Kaval calls Oakland's term sheet proposal a 'step backwards' originally appeared on NBC Sports Bayarea
With just three full days left until the Oakland City Council is scheduled the vote on the Howard Terminal project on Tuesday, July 20, it's clear the A's and the city are far apart on a deal to make the waterfront ballpark a reality.
The city of Oakland released its term sheet for the project Friday and it was quickly rejected by A's team president Dave Kaval.
Kaval explained to NBC Sports California's Brodie Brazil and Dave Stewart on Friday why the city's term sheet doesn't work for the A's.
"Well, it's really a step backwards," Kaval said on "A's Pregame Live" on Friday. "It lacks any details on who pays for the off-site infrastructure. It has additional taxing measures like the condo transfer tax. So we remain pretty far apart with the city with only a couple days to go before the vote on the 20th. So I think we're really hopeful at this point that the city council votes on our proposal that we made public in April, and that would be a great path forward for the new waterfront ballpark."

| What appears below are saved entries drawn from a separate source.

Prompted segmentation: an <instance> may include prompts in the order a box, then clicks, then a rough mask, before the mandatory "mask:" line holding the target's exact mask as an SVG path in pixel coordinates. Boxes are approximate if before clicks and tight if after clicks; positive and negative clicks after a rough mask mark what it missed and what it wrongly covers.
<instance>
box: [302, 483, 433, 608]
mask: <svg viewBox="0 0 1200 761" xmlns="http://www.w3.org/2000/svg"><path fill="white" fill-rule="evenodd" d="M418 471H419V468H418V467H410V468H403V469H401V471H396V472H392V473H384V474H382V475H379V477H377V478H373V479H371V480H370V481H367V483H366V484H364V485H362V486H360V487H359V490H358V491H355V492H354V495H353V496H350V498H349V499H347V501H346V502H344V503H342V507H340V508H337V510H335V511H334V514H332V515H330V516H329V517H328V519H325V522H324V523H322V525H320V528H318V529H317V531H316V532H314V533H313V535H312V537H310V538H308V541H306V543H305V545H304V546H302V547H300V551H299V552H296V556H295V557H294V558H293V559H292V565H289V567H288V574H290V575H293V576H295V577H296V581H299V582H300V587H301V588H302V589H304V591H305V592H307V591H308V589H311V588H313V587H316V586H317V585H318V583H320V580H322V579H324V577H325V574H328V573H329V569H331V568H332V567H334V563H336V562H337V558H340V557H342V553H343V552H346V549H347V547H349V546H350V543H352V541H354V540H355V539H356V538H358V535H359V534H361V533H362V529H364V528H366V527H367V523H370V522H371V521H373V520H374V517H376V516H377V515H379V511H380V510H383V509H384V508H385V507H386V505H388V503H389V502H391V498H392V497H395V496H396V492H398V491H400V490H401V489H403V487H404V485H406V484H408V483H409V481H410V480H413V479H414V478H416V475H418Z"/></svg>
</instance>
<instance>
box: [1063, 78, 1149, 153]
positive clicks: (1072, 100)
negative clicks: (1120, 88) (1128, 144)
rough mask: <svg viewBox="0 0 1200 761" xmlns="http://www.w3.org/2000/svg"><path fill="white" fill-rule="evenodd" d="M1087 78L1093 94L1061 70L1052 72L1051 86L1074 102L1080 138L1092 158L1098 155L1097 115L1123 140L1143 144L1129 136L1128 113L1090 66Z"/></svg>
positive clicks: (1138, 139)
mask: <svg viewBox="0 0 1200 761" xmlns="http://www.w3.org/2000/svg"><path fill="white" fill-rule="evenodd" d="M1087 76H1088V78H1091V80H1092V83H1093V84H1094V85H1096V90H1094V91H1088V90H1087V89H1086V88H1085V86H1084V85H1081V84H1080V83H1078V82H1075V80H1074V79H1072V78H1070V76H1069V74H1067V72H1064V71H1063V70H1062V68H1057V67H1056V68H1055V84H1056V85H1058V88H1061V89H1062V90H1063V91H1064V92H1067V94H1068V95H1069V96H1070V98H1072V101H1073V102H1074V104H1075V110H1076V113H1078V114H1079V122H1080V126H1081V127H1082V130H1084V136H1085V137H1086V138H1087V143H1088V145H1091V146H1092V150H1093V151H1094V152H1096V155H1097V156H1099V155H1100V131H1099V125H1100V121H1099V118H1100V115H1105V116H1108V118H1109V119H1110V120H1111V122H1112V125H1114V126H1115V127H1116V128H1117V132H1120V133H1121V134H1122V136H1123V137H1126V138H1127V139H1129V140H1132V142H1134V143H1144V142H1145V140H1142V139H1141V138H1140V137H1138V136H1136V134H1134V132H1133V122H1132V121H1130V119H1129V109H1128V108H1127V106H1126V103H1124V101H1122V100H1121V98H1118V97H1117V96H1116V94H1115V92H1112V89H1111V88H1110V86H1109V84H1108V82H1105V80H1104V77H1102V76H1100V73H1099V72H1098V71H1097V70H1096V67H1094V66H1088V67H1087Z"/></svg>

Kaval said the two sides are engaged in marathon negotiating sessions, with different members of each staff sitting down at the table as they try to hammer out a term sheet both sides can agree on.
"We're spending a great deal of time on it," Kaval told Brazil and Stewart. "And it's important to remember that this is something that's been going on for almost 18 months, this negotiation. So we're really at the point where some of these things are public policy decisions. You know, does the city want to see a waterfront ballpark? Does the city want to have an off-site IFD? And we really need to get an indication if that's a yes or no."

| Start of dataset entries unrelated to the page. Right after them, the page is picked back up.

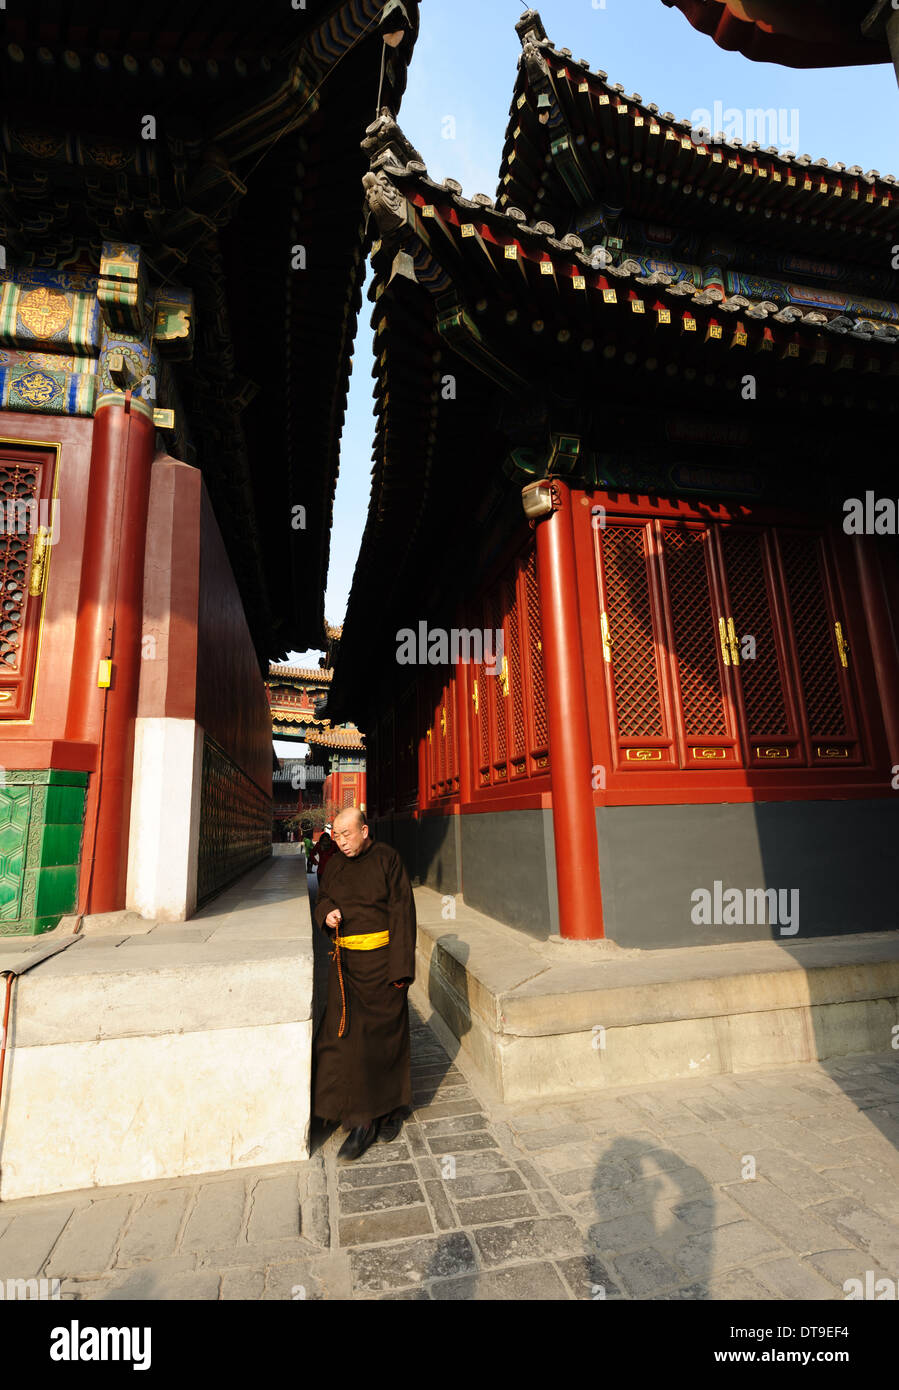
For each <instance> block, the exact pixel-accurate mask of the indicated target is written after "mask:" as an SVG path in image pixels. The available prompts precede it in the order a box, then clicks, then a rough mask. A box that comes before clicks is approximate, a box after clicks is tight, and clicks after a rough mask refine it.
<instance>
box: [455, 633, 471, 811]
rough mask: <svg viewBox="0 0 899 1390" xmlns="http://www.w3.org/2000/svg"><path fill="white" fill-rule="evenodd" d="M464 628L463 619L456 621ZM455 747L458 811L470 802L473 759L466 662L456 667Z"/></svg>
mask: <svg viewBox="0 0 899 1390" xmlns="http://www.w3.org/2000/svg"><path fill="white" fill-rule="evenodd" d="M457 621H459V626H460V627H465V623H464V620H463V617H460V619H457ZM456 745H457V752H459V809H460V812H461V808H463V806H464V805H465V803H467V802H470V801H471V788H472V778H471V770H472V766H474V759H472V756H471V667H470V664H468V662H459V664H457V666H456Z"/></svg>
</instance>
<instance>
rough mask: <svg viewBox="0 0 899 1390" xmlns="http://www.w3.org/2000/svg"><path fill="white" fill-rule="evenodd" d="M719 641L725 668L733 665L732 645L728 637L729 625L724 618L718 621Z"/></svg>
mask: <svg viewBox="0 0 899 1390" xmlns="http://www.w3.org/2000/svg"><path fill="white" fill-rule="evenodd" d="M718 641H720V642H721V659H723V660H724V664H725V666H729V664H731V645H729V641H728V635H727V623H725V621H724V619H723V617H720V619H718Z"/></svg>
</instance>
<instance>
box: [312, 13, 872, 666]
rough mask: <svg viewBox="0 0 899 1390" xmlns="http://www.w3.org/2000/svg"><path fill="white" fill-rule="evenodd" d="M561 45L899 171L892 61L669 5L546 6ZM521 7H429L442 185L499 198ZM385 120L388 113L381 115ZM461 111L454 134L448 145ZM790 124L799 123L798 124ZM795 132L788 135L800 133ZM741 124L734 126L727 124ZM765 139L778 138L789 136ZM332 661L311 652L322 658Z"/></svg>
mask: <svg viewBox="0 0 899 1390" xmlns="http://www.w3.org/2000/svg"><path fill="white" fill-rule="evenodd" d="M535 8H538V10H539V13H541V17H542V19H543V25H545V28H546V33H547V36H549V38H550V39H552V40H553V43H556V46H557V47H560V49H561V47H567V49H571V51H572V54H574V57H575V58H586V60H588V63H589V65H591V68H593V70H596V68H602V70H603V71H606V72H607V74H609V81H610V82H621V83H622V86H624V89H625V92H627V93H628V95H629V93H632V92H638V93H639V95H641V97H642V99H643V101H656V103H657V106H659V107H660V110H663V111H673V113H674V115H675V117H686V118H693V120H695V118H696V117H695V115H693V113H696V111H700V110H707V111H713V110H714V107H716V103H721V106H723V108H724V110H727V108H728V107H731V108H738V110H745V108H757V107H764V108H768V107H774V108H775V110H778V111H780V110H784V113H786V114H789V113H793V111H795V113H796V114H798V136H799V138H798V142H796V145H795V146H792V147H793V149H795V152H796V153H798V154H810V156H811V157H813V160H814V158H817V157H818V156H825V157H827V158H828V160H830V161H836V160H842V163H843V164H860V165H861V168H863V170H871V168H875V170H878V171H880V172H881V174H893V172H899V157H898V153H896V147H895V139H896V138H895V131H896V125H898V122H899V90H898V89H896V79H895V75H893V70H892V67H891V65H889V64H881V65H877V67H863V68H828V70H821V71H809V72H805V71H796V70H793V68H782V67H777V65H770V64H759V63H750V61H749V60H748V58H743V57H741V56H739V54H729V53H724V51H723V50H721V49H718V47H716V44H714V43H713V40H711V39H709V38H706V36H704V35H700V33H696V32H695V29H692V28H691V25H689V24H688V22H686V19H685V18H684V15H682V14H681V13H679V11H677V10H668V8H667V7H666V6H663V4H661V0H604V4H602V3H600V0H543V3H542V4H538V6H535ZM522 10H524V6H521V4H518V3H517V0H421V33H420V38H418V44H417V47H415V53H414V57H413V63H411V68H410V74H409V86H407V90H406V96H404V99H403V108H402V113H400V125H402V126H403V131H404V132H406V135H407V136H409V139H410V140H411V142H413V145H415V146H417V149H418V150H420V152H421V156H422V158H424V161H425V163H427V165H428V172H429V174H431V177H432V178H435V179H443V178H447V177H452V178H456V179H459V182H460V183H461V185H463V188H464V192H465V195H467V196H471V195H472V193H489V195H490V196H492V197H493V196H495V195H496V177H497V170H499V161H500V154H502V149H503V142H504V136H506V124H507V120H509V107H510V103H511V93H513V86H514V81H516V72H517V63H518V54H520V53H521V44H520V42H518V36H517V33H516V21H517V19H518V18H520V17H521V13H522ZM372 115H374V113H372ZM447 115H452V117H453V118H454V124H456V136H454V139H446V138H445V131H446V129H447V122H445V117H447ZM788 125H789V121H788ZM788 125H786V128H788ZM725 129H727V126H725ZM761 143H778V142H777V140H774V142H768V140H763V142H761ZM370 313H371V306H370V304H368V302H367V300H365V303H364V306H363V313H361V317H360V328H358V335H357V339H356V356H354V370H353V377H352V381H350V400H349V409H347V418H346V428H345V432H343V445H342V450H340V475H339V480H338V492H336V500H335V525H333V534H332V537H331V570H329V574H328V589H327V600H325V607H327V614H328V621H331V623H342V621H343V614H345V610H346V603H347V598H349V592H350V585H352V581H353V569H354V566H356V556H357V553H358V542H360V538H361V534H363V528H364V524H365V514H367V510H368V496H370V491H371V448H372V436H374V416H372V395H371V391H372V378H371V375H370V373H371V360H372V356H371V328H370ZM317 657H318V653H303V656H302V659H303V662H308V663H313V662H314V660H317Z"/></svg>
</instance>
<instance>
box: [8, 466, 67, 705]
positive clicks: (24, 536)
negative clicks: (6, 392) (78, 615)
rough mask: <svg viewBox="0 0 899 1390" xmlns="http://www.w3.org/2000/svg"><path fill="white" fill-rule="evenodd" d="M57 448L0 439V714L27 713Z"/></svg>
mask: <svg viewBox="0 0 899 1390" xmlns="http://www.w3.org/2000/svg"><path fill="white" fill-rule="evenodd" d="M54 467H56V450H46V449H40V450H39V449H28V448H17V446H14V445H0V719H15V720H21V719H29V716H31V705H32V694H33V687H35V667H36V662H38V645H39V635H40V612H42V606H43V591H44V587H46V578H47V566H49V563H50V535H51V506H53V503H51V498H53V475H54Z"/></svg>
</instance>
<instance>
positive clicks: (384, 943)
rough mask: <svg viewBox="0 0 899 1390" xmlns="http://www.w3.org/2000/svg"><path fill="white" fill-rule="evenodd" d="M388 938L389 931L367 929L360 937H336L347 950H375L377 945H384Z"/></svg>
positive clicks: (373, 950)
mask: <svg viewBox="0 0 899 1390" xmlns="http://www.w3.org/2000/svg"><path fill="white" fill-rule="evenodd" d="M389 940H390V933H389V931H368V933H365V934H364V935H361V937H338V941H339V942H340V945H342V947H346V949H347V951H377V949H378V948H379V947H386V944H388V941H389Z"/></svg>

As Brazil wrote Friday, there are three main sticking points regarding the term sheets: One or two Infrastructure Financing Districts, a 20- or 25-year non-relocation commitment and the city of Oakland asking for over $400 million in a community benefits package.

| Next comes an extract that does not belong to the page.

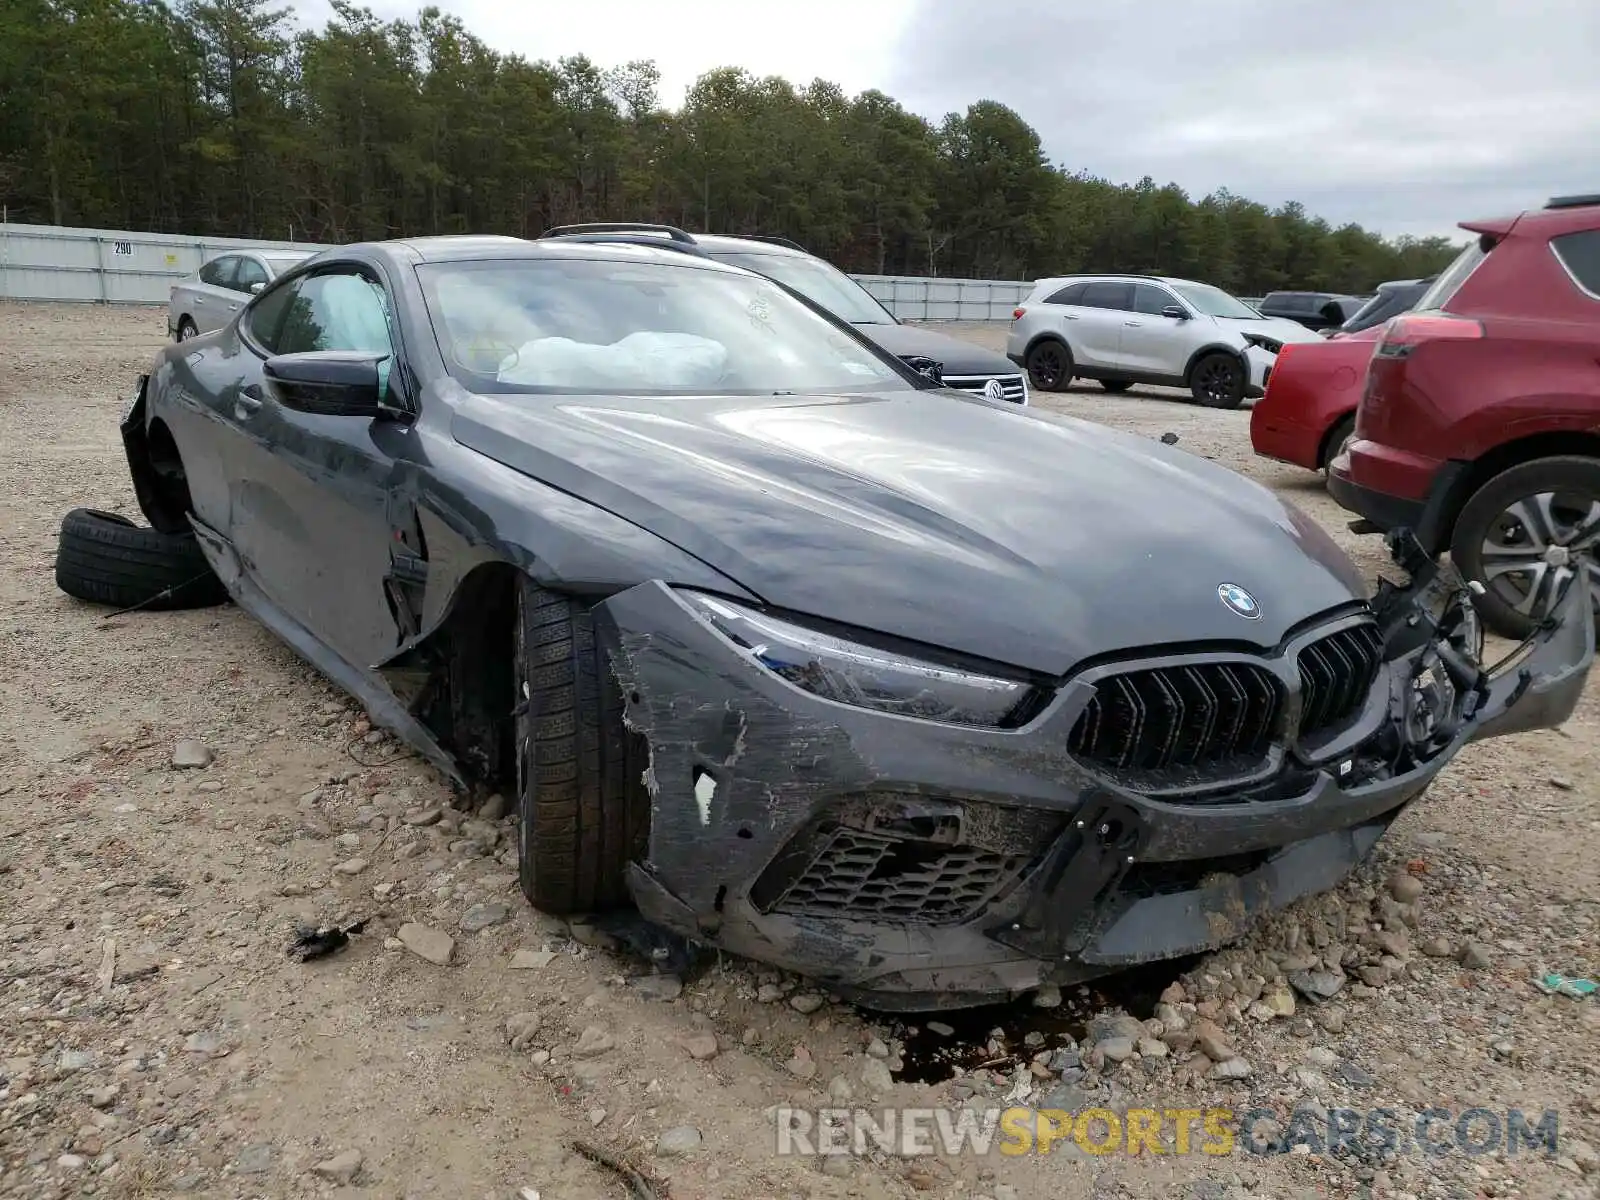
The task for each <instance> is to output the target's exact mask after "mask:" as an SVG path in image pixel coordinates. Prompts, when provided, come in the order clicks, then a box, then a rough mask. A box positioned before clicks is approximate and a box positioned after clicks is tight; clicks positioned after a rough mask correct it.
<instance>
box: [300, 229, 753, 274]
mask: <svg viewBox="0 0 1600 1200" xmlns="http://www.w3.org/2000/svg"><path fill="white" fill-rule="evenodd" d="M352 250H365V251H370V253H379V254H387V256H398V258H405V259H408V261H411V262H414V264H422V262H480V261H494V259H502V261H507V262H514V261H518V259H619V261H635V262H670V264H672V266H677V267H694V269H699V270H725V272H730V274H739V275H746V274H750V272H746V270H744V269H742V267H736V266H731V264H728V262H717V261H715V259H709V258H701V256H691V254H680V253H675V251H672V250H666V248H658V246H650V245H640V243H638V242H579V240H576V238H573V240H565V238H549V240H536V238H523V237H501V235H493V234H491V235H477V234H440V235H434V237H410V238H394V240H389V242H363V243H357V245H354V246H338V248H334V250H333V251H326V250H325V251H322V253H323V254H330V256H333V254H341V253H349V251H352Z"/></svg>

The A's proposed a 20-year non-relocation commitment, while the city of Oakland asked for a 25-year commitment Friday. The A's have stated they would be willing to do a 30-year agreement if that's what it takes.
"I think we've made progress on the non-relocation, on getting to something that works for both sides," Kaval told Brazil and Stewart. "But I think the areas where we have the bigger gap are obviously with the off-site infrastructure and some of the additional taxes, like the condo tax and the transportation fee taxes. Those are the things we're going to continue to discuss to see if we can get to something that makes sense and we're obviously continuing to fight hard to get to a proposal that works for the A's that could be voted on on Tuesday."
As of Friday night, it's unclear which term sheet the Oakland City Council will vote on Tuesday. Brazil asked Kaval what he would think if the city council either voted on their own term sheet or voted on the current A's term sheet but voted no on it.
"Well, I think that would be really sad after everything that's gone into this," Kaval said. "And I just think it would be an incredible opportunity that they will have let slip through their fingertips. And I'm just hopeful that we don't have to entertain that option."
Time is running out for the two sides to strike a deal. The A's already are exploring Las Vegas a potential relocation site, and Oakland mayor Libby Schaaf believes MLB could open up six other cities if a ballpark deal isn't worked out in Oakland.
"We really need to know on Tuesday," Kaval said. "We've been clear for months that this is a critical date for us. We're running out of time at the Coliseum. We only have a lease through 2024. It's 10 years past its useful life. We need to come to some type of resolution that works for everyone. We have a plan. We have a plan where we are paying for our new ballpark with all these community benefits and all these positive attributes. We just need it voted on."